Itchy eyes and watery eyes were evaluated as secondary endpoints but eye redness was not evaluated. In two of the studies, patients treated with olopatadine hydrochloride nasal solution (nasal spray) had significantly greater decreases in reflective symptom scores for itchy eyes and watery eyes, compared to vehicle nasal spray.

In the 2-week seasonal allergy trials, onset of action was also evaluated by instantaneous TNSS assessments twice-daily after the first dose of study medication. In these trials, onset of action was seen after 1 day of dosing. Onset of action was evaluated in three environmental exposure unit studies with single doses of olopatadine hydrochloride nasal solution (nasal spray). In these studies, patients with seasonal allergic rhinitis were exposed to high levels of pollen in the environmental exposure unit and then treated with either olopatadine hydrochloride nasal solution (nasal spray) or vehicle nasal spray, two sprays in each nostril, after which they self-reported their allergy symptoms hourly as instantaneous scores for the subsequent 12 hours. Olopatadine hydrochloride nasal solution (nasal spray) 0.6% was found to have an onset of action of 30 minutes after dosing in the environmental exposure unit. 

Pediatric Patients 6 to 11 Years of Age

There were 3 clinical trials of 2 weeks duration with Olopatadine Nasal Spray in patients 6 to 11 years of age with seasonal allergic rhinitis. Efficacy of olopatadine hydrochloride nasal solution (nasal spray) was evaluated in 2 of the 3 trials. One of the 2 trials that showed efficacy was a randomized, double blind, parallel group, multicenter, placebo (vehicle nasal spray)-controlled clinical trial of 2 weeks duration including 1,188 children ages 6 to < 12 years with seasonal allergic rhinitis. Assessment of efficacy was based on patient/caregiver recording of 4 individual nasal symptoms (nasal congestion, rhinorrhea, itchy nose, and sneezing) on a 0 to 3 categorical severity scale (0 = absent, 1 = mild, 2 = moderate, 3 = severe) as reflective or instantaneous scores.

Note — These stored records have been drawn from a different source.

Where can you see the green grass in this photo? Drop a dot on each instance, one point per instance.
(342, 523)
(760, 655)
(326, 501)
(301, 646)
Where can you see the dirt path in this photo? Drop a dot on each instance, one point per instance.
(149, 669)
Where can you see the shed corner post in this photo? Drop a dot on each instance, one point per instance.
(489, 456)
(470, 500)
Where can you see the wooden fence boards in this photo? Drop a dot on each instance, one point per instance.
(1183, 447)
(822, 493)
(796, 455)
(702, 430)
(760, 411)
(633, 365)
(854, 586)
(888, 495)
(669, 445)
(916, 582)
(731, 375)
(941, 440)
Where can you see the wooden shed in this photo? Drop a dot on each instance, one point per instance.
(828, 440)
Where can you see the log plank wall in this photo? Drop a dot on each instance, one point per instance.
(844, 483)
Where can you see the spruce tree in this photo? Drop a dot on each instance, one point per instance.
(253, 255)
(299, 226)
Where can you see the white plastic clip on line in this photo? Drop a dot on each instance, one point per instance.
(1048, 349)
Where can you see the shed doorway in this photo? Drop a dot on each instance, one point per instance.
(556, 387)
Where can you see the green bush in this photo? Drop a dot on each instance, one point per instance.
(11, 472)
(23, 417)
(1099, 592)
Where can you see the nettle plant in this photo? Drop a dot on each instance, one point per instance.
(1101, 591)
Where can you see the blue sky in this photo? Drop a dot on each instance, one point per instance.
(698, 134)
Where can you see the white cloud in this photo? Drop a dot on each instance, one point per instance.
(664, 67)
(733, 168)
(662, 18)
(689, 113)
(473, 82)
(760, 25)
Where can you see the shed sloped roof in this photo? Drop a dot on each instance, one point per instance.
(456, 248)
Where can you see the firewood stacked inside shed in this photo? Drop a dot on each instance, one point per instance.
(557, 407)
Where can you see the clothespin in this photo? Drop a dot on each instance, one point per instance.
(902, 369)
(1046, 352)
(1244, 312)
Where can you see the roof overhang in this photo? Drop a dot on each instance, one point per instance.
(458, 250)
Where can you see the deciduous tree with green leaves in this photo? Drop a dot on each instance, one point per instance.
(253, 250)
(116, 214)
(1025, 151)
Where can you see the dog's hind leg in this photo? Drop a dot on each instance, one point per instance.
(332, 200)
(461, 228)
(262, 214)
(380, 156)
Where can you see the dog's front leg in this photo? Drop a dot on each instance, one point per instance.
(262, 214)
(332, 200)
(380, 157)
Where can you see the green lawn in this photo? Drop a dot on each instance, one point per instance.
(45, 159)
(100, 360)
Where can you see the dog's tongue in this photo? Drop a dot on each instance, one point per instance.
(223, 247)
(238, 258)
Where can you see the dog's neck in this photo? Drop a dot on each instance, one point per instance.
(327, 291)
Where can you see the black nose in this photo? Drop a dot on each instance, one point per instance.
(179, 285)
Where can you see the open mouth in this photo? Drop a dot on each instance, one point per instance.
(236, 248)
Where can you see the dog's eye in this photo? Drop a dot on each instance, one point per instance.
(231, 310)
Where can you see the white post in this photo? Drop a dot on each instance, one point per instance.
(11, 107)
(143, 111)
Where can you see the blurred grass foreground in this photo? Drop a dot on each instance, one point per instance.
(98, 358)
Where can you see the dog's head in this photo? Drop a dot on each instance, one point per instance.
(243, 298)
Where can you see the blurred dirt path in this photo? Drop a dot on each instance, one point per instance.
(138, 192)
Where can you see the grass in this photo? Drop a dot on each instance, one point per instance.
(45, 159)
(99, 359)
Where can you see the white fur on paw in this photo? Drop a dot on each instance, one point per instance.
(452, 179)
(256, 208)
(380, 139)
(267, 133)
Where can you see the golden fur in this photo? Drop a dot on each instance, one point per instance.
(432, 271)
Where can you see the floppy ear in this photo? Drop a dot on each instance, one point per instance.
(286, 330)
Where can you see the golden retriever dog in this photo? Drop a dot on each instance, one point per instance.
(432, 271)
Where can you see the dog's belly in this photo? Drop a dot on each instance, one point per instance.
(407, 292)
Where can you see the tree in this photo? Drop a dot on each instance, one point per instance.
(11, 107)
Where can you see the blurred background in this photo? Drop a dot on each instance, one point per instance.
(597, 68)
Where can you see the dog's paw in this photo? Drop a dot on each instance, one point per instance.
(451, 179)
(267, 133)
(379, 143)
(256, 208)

Reflective scoring captured symptom severity over the previous 12 hours; the instantaneous scoring captured symptom severity at the time of recording. The primary efficacy endpoint was the difference from placebo in the percent change from baseline in the average of patient/caregiver-reported morning and evening reflective total nasal symptom score (rTNSS) averaged for the 2-week treatment period. Patients treated with olopatadine hydrochloride nasal solution (nasal spray), 1 or 2 sprays per nostril twice daily, had statistically significantly greater decreases in rTNSS compared to vehicle nasal spray. Results for rTNSS are shown in Table 4. 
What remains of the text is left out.